Denizin ağzından;
Sabah güneşin ilk ışıkları vururken garip bir Heyecan ile uyandım. Hoş; zaten kısa bir süredir hep böyleydim.
Mina beni hatırladığından, onun ile aramız düzeldiginden beri pamuk şekerden bulutların üzerinde kuşlar kadar özgür gibiydim. Eh... Onu o kadar özlemiştim ki... Onun kokusunu içime çekmeyi, o püzürsüz huzur veren sesini, çılgınlıklarını, sinirli hallerini, aklına bir şey gelince sinsice gülümsemesini... Aniden gelen ilginç, bazen akıl almayan fikirlerini, bir şeyleri kafasına koyduğu zaman ortaya çıkardığı inatçı hallerini... Ben onun her zerresini özlemiştim ya... Ve evet, yıllar sonra; tam umudumu tamamen yitirdim demişken şimdi onunla beraber tekrar birlikteydik. Ve eğer tanrının bana sunduğu bir hediye bir ödül var ise bu kesinlikle o olmalıydı... Benim Minam... Kelebeğim, bataklığımda inadına da açan çiçeğim...Mina her zaman benim için diğer herkes ten farklı ve özel olmuştu. O sahiden de mükemmeldi. En baştan kalbi o kadar güzeldi ki... Asla ama asla haksızlığa gelemezdi en baştan... Kırıldı ama belli edemezdi. Hep güçlü bir kız olmuş hep dediklerinin arkasında olan cesur ve dürüst biri olmuştu. Yardım sever bir insandı asla ama asla yardım edeceği kişiler arasında ayrım gözetmez olduğu gibi davranırdı. İnsana insan olduğu için değer verir, bunu da her zaman karşında ki kişiye hissettirmeyi bir şekilde becerirdi. Çok güzeldi, deli doluydu hınzır ve ele avuca sığmayan bir afacan olmuştu...

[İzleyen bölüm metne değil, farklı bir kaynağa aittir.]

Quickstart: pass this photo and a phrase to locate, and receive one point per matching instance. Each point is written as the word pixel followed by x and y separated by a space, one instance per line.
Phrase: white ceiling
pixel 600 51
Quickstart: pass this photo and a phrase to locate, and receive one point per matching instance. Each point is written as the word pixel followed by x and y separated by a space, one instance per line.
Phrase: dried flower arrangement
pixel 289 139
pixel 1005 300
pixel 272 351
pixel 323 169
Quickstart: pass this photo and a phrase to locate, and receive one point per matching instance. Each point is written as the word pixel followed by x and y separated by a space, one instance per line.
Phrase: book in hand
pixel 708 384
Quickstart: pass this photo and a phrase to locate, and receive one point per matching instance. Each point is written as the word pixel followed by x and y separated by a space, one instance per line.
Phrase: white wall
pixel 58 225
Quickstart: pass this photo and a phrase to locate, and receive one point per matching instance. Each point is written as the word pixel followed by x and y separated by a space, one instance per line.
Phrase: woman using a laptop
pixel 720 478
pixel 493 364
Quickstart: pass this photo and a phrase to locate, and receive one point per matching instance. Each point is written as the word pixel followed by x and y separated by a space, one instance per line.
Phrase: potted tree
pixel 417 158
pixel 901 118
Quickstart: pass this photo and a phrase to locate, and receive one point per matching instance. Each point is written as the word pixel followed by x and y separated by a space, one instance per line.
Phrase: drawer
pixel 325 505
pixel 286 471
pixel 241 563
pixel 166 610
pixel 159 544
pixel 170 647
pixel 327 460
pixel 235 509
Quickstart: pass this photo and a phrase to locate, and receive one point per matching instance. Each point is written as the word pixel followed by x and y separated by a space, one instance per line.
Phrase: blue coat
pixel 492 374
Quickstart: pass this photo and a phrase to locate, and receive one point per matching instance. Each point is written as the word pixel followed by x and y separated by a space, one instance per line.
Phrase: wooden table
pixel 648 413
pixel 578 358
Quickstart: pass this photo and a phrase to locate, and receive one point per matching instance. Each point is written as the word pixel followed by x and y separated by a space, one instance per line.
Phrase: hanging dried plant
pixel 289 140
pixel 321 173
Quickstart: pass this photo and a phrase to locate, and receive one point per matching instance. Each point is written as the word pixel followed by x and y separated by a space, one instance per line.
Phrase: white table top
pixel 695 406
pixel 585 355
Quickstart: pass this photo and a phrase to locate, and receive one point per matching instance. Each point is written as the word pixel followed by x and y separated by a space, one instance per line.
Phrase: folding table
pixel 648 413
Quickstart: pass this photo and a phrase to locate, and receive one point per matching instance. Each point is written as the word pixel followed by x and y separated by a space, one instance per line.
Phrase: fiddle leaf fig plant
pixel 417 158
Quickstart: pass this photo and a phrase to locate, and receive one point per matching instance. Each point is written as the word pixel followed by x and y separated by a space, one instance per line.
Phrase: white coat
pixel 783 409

Ve evet dürüst olmak gerekirse;
O benim ilk aşkım idi... Ben sevmeyi sevilmeyi bunu hissettirmeyi ilk onun ile öğrenmiştim. Biri için ilk kez onu gerçek anlamda kaybettiğim gece ağlamıştım. O düşünce, bir yeri acıyınca bende acı çekerdim. Onu kıskanırdım, öyle bir kıskanırdım ki kimse ona yakın olmasın, kimse onu benden almasın isterdim. Hep korkuyla yaşardım ben o zamanlar... Sanki onu alıp benden uzağa götürecekler ve bir daha onu asla göremeyecek onsuz kalacaktım...
Henüz 4 yaşındaydım onu sevmeye başladığımda... 4 sizce de aşık olmak için biraz erken bir yaş değil mi? Benim için değildi işte... Henüz o yaşta kalbimi çalan ufak tefek bir kızdı Mina'm... Onu henüz kendimi bilmediğim günlerden beri henüz kendimi bilmezken onu seviyor, koruyor ve çok önemsiyordum. Ah, diyorsunuz tabii neden bunu ona söylemedin ya da neden sevgili yaptın bu kadar aşıksan? O sevgilim olacak kız ise sadece bir kaçıştı benim için... Evet, yaptığım cidden çok yanlıştı ve bu gerçeği her ne kadar değiştirmese bile o bana daha büyük bir kötülük yapmıştı. Benim yaptığım hainliktir belki ama onun yaptığı daha da büyük bir yanlıştı...Onun yüzünden Meleğimi kaybettim ben. Yıllarca sevdiğim, sevgisini içimde büyüttüğüm bebeğimi... İlk aşkımı, nefes alma nedenimi... Yemin ederim onu sevmeyi denedim... Ama beceremedim işte! O kalbimin bütününe hakim olan kıvırcık saçlı prensesi çekip atamadım. Unutmak, dendiği kadar basit değildi... Aklım ile kalbim hep çelişti belki de bu yüzden. Bu yüzden hep aklım onda oldu. Yanımdayken de uzağım da benden bir haber iken de. O kadar güzel o kadar eşsiz bir hazineydi ki... Onu kollarımla sarıp sarmalayarak bütün dünyadan sakınmak istiyordum. Meleğimdi ki o benim.... Kimseyi incitmez herkesi severdi. Kalbi ter temiz ruhu ise bi o kadar çocuksuydu. Belki de en çokta ağlardı... En çokta bizi hep o güldürürdü. Bir tek ben ile Arasın yanında iken ağlardı. Yalnızca bizim yanımızda iken güçsüz yanını gösterirdi... En savunmadız korunmaya muhtaç bir o kadar masum halini. Ah söylemiş miydim? Çok güzel gülerdi...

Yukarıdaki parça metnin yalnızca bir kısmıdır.